Thomas Kaiser hat zusammen mit dem Fotografen Stephan Schenk eine Reportage über den Berninapass und die Bernina-Bahnlinie im Winter gemacht.
Die Reportage «Die Erfahrung von Weiss» findet sich in der Schweizer Ausgabe von «GEO» (2, 2018) und beginnt so:
«An manchen Wintertagen, wenn die Sonne kraftlos bleibt und nirgends Schatten über die Hänge kriechen, scheinen die letzten Bäume und die wenigen sichtbaren Felsen im Weiss zu schweben. Himmel und Erde sind dann am Berninapass kaum zu unterscheiden, und seltsam fremd wirkt, was auf gut 2000 Metern über dem Meer noch sichtbar ist: hölzerne Telefonstangen, die in langen Reihen durch das Weiss zu flüchten scheinen, eine Fahrleitung, die immer wieder von Schneewällen verdeckt wird, hohe Strommasten, deren Seile wie die verwaisten Wäscheleinen von Bergriesen anmuten.

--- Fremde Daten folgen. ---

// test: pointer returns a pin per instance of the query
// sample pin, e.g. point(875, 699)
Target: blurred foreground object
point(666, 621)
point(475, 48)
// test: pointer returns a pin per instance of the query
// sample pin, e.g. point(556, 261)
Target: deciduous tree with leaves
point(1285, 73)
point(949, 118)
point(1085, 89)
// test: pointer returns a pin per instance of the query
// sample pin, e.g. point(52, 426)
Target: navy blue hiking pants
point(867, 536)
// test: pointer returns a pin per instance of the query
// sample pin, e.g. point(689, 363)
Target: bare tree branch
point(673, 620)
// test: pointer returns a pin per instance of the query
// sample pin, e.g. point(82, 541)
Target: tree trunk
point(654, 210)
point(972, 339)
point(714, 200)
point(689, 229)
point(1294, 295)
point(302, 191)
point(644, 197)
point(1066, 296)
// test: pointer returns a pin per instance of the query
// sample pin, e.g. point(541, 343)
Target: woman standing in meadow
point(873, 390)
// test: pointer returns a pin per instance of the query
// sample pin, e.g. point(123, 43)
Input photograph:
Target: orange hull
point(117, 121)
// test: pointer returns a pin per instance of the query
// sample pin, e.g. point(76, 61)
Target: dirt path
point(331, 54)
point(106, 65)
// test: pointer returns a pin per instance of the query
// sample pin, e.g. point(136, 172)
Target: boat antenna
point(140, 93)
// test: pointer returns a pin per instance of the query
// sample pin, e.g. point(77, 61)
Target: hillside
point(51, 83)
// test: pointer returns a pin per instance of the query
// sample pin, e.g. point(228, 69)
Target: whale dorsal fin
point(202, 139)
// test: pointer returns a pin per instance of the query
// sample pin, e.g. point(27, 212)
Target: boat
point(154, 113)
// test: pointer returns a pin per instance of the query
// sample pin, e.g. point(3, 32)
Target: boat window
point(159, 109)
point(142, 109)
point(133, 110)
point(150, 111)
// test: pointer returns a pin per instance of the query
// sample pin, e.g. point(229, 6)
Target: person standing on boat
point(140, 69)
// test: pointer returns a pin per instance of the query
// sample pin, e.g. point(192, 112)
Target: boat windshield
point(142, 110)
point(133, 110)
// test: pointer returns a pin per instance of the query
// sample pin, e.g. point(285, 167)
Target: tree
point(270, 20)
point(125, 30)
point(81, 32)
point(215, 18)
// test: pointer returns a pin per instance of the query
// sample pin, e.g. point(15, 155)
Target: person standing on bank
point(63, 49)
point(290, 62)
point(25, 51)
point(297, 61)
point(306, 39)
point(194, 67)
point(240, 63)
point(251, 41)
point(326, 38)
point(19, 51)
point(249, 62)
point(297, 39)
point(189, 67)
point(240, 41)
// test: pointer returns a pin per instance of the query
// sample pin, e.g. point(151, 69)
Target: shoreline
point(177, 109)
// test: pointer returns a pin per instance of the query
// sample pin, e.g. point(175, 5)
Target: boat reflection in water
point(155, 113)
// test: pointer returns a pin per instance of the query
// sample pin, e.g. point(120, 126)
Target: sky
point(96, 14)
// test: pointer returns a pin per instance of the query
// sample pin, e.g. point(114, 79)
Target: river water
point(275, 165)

Manchmal taucht vorn im Schnee etwas Rot auf, darauf erkennbar ist eine silbergraue Zahl. 3509 etwa, die Nummer des Triebzuges „Placidus Spescha“ der Rhätischen Bahn. Benannt ist der Zug nach einem Benediktinerpater, der im späten 18. Jahrhundert als Alpinist unterwegs war – zu einer Zeit, als Graubünden noch ein freistaatlicher Flickenteppich war und der 4049 Meter hohe Piz Bernina, der höchste Gipfel der Ostalpen, noch keinen Namen hatte.
Wenige Minuten später verstärkt sich das Gefühl, der Schwerkraft enthoben zu sein: Das Weiss weitet sich aus, der Zug gleitet nun mitten im Gebirge einer Ebene entlang – und schwebt zugleich auf den Rand der Welt in Weiss zu.»